Los Angeles Police Department
Das Los Angeles Police Department (LAPD) ist die Polizeibehörde von Los Angeles in Kalifornien, der zweitgrößten Stadt der USA. Es ist das drittgrößte Police Department in den USA (nach dem New York City Police Department und dem Chicago Police Department).
Das Motto des LAPD lautet „to protect and to serve” (schützen und dienen), als zentrale Polizeibehörde der Stadt hat es den Auftrag, Recht und Gesetz in seinem Zuständigkeitsbereich durchzusetzen. Immer wieder wurden im Lauf ihrer Geschichte schwere Vorwürfe gegen das LAPD wegen Autoritätsmissbrauch, Korruption und Rassismus erhoben.

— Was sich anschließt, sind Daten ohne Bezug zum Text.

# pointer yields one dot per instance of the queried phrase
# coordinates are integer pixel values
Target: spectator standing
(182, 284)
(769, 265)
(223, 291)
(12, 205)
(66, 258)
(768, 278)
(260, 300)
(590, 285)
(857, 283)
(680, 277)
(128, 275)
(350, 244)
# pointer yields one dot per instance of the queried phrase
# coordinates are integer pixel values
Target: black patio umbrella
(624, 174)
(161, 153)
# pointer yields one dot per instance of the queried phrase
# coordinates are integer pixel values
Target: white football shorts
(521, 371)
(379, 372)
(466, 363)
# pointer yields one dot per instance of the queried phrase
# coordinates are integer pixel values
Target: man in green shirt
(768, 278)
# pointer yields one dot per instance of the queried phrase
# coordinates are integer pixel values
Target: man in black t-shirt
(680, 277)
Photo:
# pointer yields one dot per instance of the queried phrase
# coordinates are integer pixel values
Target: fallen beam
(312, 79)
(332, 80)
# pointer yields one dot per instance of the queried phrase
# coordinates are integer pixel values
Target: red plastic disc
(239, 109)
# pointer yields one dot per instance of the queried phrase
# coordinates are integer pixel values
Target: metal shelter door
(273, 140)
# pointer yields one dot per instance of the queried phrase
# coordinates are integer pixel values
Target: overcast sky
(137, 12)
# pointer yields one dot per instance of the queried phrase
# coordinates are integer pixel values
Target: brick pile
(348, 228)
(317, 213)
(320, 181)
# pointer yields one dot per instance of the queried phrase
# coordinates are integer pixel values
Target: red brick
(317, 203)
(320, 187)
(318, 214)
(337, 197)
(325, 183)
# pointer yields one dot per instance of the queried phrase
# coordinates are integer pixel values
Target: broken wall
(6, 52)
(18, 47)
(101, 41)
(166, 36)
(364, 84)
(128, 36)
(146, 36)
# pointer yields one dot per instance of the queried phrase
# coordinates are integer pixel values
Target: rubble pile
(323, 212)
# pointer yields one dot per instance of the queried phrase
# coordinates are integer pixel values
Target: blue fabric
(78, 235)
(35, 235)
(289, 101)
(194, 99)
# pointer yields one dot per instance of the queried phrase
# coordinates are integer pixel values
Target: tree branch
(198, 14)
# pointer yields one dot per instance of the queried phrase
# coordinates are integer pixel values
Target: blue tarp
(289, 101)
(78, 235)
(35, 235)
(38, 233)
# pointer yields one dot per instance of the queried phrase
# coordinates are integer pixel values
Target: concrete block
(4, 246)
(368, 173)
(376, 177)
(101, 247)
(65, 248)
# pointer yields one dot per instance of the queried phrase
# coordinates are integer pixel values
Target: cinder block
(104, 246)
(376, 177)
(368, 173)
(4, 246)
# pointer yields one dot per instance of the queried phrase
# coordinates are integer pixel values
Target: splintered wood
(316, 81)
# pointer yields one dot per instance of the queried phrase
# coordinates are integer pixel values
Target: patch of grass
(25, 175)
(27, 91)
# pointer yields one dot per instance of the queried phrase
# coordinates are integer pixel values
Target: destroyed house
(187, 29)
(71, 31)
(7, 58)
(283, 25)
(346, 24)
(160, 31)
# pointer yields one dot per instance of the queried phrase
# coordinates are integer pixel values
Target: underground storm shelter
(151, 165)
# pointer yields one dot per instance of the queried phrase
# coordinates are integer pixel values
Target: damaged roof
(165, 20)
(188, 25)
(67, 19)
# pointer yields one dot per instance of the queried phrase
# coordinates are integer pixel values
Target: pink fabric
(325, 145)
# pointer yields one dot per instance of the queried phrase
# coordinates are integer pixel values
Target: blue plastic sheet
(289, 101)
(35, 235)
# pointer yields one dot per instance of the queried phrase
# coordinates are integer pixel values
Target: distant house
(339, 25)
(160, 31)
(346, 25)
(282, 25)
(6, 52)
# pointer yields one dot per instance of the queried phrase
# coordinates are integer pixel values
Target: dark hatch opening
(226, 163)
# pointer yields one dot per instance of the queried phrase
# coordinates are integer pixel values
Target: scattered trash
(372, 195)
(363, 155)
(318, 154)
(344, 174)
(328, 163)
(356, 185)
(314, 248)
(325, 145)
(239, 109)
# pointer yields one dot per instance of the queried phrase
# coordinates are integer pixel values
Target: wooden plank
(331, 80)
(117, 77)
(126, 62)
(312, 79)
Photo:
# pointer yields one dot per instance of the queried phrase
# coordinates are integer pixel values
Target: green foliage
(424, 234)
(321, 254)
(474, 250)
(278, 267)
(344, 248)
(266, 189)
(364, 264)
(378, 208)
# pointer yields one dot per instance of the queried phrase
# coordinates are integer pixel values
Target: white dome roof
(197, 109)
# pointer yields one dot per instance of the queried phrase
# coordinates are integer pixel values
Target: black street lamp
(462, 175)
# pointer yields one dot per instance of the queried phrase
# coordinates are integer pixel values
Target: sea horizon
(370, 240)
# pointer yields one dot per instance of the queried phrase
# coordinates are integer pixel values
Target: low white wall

Die Behörde bildet den Hintergrund zahlreicher Kriminalfilme und Fernsehsendungen.
Inhaltsverzeichnis |
Geschichte [Bearbeiten]
Die erste Polizeieinheit der Stadt, die freiwilligen Los Angeles Rangers, wurde im Jahr 1853 gegründet. Im Jahr 1869 entstand die professionelle Polizeieinheit, die ursprünglich aus sechs Polizeivollzugsbeamten unter der Leitung von William C. Warren bestand. Im Jahr 1900 betrug die Personalstärke bereits 70 Polizeivollzugsbeamten.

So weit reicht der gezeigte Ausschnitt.